Çelik sektörü devletten teşvik değil, yol göstericilik istiyor…
Türk çelik endüstrisinin bugüne kadar müteşebbislerin hizmetleri ve amansız mücadeleleri ile şu an bulunduğu noktaya geldiğini ifade eden Namık Ekinci, ancak bundan sonra bu yöntemle sektörün rekabet gücünü korumasının imkansız hale geldiğini, önemli bir yol ayrımında olduklarını vurguladı. Ekinci, “Dünya ile rekabet edebilmek için gereken değişimi müteşebbislerin tek başına gerçekleştirmesi mümkün gözükmüyor.

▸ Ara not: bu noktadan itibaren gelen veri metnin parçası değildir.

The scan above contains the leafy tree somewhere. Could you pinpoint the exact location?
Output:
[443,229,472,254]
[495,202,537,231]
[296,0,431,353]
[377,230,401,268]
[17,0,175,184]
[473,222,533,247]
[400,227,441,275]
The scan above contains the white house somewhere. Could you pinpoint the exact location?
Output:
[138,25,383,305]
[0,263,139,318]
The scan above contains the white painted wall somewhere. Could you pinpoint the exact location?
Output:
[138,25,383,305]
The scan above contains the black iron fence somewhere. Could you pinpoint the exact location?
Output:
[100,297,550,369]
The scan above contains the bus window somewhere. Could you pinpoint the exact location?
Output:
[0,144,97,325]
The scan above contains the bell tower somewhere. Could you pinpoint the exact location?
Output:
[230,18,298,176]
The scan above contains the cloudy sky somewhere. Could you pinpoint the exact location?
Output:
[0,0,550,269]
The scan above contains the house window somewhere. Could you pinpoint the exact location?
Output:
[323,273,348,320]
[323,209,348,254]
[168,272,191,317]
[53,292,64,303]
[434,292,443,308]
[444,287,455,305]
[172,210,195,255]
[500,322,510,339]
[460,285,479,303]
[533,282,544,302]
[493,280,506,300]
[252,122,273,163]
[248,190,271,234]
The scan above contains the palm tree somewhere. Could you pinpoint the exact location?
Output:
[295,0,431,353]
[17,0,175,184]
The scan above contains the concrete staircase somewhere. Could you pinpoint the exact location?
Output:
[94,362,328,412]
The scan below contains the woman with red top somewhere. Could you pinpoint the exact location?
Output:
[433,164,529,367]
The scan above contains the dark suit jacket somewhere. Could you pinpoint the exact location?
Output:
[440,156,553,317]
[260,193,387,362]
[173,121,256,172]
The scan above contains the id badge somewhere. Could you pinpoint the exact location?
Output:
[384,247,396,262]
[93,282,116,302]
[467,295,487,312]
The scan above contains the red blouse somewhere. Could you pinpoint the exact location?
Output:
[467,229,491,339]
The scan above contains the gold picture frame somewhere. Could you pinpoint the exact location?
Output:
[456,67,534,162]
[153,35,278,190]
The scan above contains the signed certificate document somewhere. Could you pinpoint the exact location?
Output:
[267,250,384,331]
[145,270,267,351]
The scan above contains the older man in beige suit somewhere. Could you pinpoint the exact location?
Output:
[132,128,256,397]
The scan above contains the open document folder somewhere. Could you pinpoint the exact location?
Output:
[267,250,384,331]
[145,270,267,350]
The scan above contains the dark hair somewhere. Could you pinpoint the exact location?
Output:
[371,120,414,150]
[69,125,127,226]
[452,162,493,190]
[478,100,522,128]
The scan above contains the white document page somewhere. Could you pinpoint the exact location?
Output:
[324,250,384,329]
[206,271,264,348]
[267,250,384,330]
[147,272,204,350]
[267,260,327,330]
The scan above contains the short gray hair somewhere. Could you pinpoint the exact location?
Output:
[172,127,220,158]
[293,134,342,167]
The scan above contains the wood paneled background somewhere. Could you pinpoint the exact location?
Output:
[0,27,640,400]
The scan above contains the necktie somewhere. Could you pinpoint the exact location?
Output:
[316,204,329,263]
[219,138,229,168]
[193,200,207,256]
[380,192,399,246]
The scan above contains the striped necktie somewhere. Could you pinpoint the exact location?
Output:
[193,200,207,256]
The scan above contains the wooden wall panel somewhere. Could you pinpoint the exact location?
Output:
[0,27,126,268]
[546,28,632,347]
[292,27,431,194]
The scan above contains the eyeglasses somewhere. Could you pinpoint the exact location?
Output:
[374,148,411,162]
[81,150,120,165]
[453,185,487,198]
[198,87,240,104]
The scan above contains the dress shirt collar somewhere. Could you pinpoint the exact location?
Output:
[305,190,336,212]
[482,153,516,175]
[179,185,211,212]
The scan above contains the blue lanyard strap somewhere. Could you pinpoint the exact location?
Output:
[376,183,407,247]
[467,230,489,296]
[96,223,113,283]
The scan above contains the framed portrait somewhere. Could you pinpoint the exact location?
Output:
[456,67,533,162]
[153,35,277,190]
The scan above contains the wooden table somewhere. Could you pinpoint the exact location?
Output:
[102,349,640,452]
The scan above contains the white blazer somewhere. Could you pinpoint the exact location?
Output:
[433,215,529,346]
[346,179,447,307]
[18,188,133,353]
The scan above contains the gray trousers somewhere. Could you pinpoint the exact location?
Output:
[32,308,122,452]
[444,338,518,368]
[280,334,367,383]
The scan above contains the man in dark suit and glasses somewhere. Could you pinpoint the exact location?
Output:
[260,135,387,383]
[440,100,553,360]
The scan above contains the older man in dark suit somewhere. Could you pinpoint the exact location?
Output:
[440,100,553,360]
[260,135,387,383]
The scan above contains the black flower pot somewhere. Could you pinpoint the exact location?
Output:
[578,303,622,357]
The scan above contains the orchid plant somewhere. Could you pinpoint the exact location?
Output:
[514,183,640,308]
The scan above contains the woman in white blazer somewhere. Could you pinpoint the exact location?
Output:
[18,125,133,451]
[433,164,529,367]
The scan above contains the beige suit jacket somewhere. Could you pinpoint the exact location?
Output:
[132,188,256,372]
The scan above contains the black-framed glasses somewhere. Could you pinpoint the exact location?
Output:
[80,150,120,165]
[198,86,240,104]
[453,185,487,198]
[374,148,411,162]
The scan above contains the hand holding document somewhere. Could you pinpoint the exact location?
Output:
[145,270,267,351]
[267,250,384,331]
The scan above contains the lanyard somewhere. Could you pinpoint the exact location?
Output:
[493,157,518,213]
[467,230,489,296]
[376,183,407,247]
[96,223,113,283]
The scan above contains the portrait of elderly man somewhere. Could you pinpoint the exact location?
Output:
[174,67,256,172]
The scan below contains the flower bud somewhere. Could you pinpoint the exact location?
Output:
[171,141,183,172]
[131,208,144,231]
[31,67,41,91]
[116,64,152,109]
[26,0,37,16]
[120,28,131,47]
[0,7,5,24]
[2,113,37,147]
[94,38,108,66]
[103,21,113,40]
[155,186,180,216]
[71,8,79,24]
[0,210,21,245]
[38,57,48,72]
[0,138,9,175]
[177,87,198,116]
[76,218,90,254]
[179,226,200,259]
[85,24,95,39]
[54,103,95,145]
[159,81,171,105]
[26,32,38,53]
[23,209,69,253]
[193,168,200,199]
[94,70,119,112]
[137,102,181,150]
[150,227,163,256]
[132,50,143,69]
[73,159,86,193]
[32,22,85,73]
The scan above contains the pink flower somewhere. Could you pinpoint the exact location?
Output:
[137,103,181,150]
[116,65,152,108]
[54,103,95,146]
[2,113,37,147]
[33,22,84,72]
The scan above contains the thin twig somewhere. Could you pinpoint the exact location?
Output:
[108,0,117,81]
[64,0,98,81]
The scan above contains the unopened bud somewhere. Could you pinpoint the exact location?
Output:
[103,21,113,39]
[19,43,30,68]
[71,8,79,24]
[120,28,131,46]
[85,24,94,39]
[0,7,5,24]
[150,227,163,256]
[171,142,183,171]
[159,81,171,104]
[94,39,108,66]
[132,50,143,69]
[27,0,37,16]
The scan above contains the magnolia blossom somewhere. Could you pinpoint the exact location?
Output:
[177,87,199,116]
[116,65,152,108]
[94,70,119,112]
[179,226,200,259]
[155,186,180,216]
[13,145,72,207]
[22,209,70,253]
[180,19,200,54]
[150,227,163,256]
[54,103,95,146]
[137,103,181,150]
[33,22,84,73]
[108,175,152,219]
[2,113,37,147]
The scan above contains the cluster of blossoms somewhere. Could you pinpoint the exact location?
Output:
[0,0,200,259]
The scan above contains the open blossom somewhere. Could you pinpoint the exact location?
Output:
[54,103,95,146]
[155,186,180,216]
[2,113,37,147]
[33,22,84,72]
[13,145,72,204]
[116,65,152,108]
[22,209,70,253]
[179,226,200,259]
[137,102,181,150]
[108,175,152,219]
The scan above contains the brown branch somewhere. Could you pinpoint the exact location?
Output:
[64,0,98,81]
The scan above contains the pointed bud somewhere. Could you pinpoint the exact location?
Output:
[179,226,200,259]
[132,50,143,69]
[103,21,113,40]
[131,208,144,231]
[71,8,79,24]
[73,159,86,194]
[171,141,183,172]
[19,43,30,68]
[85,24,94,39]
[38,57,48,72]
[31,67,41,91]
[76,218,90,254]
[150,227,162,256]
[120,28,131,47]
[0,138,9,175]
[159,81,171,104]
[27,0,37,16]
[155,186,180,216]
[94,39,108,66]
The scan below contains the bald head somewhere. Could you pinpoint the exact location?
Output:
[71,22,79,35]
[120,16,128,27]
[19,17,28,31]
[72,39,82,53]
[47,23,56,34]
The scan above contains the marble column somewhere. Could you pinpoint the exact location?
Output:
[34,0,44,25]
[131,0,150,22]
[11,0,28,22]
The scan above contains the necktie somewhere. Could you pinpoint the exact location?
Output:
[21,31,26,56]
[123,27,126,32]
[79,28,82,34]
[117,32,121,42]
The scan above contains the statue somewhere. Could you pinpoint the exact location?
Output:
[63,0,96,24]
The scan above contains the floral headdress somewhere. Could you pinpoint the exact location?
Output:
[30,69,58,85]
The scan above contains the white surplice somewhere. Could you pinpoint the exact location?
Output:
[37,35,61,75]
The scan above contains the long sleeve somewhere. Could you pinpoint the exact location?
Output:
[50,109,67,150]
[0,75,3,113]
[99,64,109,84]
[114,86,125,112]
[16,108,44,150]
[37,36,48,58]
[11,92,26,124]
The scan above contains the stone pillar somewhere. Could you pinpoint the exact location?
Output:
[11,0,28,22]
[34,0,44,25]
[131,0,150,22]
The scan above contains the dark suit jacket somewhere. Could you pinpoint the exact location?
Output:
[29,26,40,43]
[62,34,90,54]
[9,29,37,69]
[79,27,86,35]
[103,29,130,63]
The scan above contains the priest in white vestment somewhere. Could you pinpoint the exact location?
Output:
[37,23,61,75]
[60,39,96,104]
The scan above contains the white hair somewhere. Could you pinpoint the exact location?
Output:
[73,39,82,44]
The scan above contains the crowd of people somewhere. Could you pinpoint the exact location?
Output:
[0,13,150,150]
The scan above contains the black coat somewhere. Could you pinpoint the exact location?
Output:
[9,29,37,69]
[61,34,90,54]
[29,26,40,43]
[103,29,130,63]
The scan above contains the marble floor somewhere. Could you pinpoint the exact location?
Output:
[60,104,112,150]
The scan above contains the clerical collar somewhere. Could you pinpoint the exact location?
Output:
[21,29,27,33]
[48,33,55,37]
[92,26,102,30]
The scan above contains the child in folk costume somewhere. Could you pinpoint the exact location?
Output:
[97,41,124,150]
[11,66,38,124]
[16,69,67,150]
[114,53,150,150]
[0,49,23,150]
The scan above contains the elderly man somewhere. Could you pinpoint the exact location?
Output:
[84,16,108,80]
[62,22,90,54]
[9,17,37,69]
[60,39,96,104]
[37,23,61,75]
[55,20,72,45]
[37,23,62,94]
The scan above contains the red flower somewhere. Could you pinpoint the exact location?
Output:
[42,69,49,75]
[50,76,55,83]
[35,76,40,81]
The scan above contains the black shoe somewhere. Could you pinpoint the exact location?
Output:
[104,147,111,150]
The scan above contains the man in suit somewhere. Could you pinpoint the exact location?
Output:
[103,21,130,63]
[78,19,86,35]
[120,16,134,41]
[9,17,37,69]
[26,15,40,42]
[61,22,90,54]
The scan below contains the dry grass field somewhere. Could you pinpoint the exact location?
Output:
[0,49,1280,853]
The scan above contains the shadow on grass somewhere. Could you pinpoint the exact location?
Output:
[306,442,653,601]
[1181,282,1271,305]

Bu noktada devletimizin bize rehberlik etmesine, yol göstermesine ihtiyacımız var. Devletten teşvik talep etmiyoruz ve teşvik verilmesine de karşıyız. Dünyada sektör, firmaların firmalarla değil devletlerin devletlerle mücadele ettiği bir platform haline gelmiştir. Bu sebeple devletin bize yol göstermesini istiyoruz” diye konuştu.
Çelik İhracatçıları Birliği Yönetim Kurulu Başkanı: ‘Şirket birleşmeleri kaçınılmaz”
TÜRKİYE’NİN ÇELİK ÜRETİMİNİ, 8 DÜNYA ŞİRKETİ TEK BAŞINA YAPIYOR…
Çelik İhracatçıları Birliği Yönetim Kurulu Başkanı Namık Ekinci, açıklamasında Türk çelik sektörünün geleceği açısından büyük önem taşıyan “konsolidasyon” konusuna da vurgu yaptı. Türkiye’nin global çelik pazarında mücadelesini eşit şartlarda sürdürebilmesi için şirket birleşmelerine ihtiyaç olduğuna dikkat çekerek şunları söyledi: “Sektörün yapısını incelediğimizde Türkiye 36 milyon ton çelik üretirken bu rakam şu an 34 milyon tonlarda. 2014 yılında, dünyada 34 milyon tondan daha fazla üretim yapan 8 tane şirket bulunuyor ve bu 8 şirketin toplam üretimleri 376 milyon ton ile Dünya üretiminin yüzde 23’ünü oluşturuyor. Bu şirketler birleşiyorlar, birleşerek veya satın almalarla büyüyorlar. Büyüdükçe çok önemli avantajlara sahip oluyorlar. Aynı zamanda da riski dağıtmış oluyorlar. Bir önemli noktada bu şirketler halka açılıyor. Bizim de bu yolu izlememiz gerekiyor. Diğer türlü girdiğimiz çıkmaz sokakta takılır kalırız. Sektörümüzde bu vizyona sahip, gelecek projeksiyonunu en iyi şekilde yaparak pozisyonunu olacak çok başarılı girişimcilerimiz olduğuna inanıyorum. Sektörümüzün geleceği adına bu adımları şimdiden planlamalı ve hareket geçmeliyiz. Devletimizden beklentimiz, bize bu yolda yol gösterici olmasıdır.”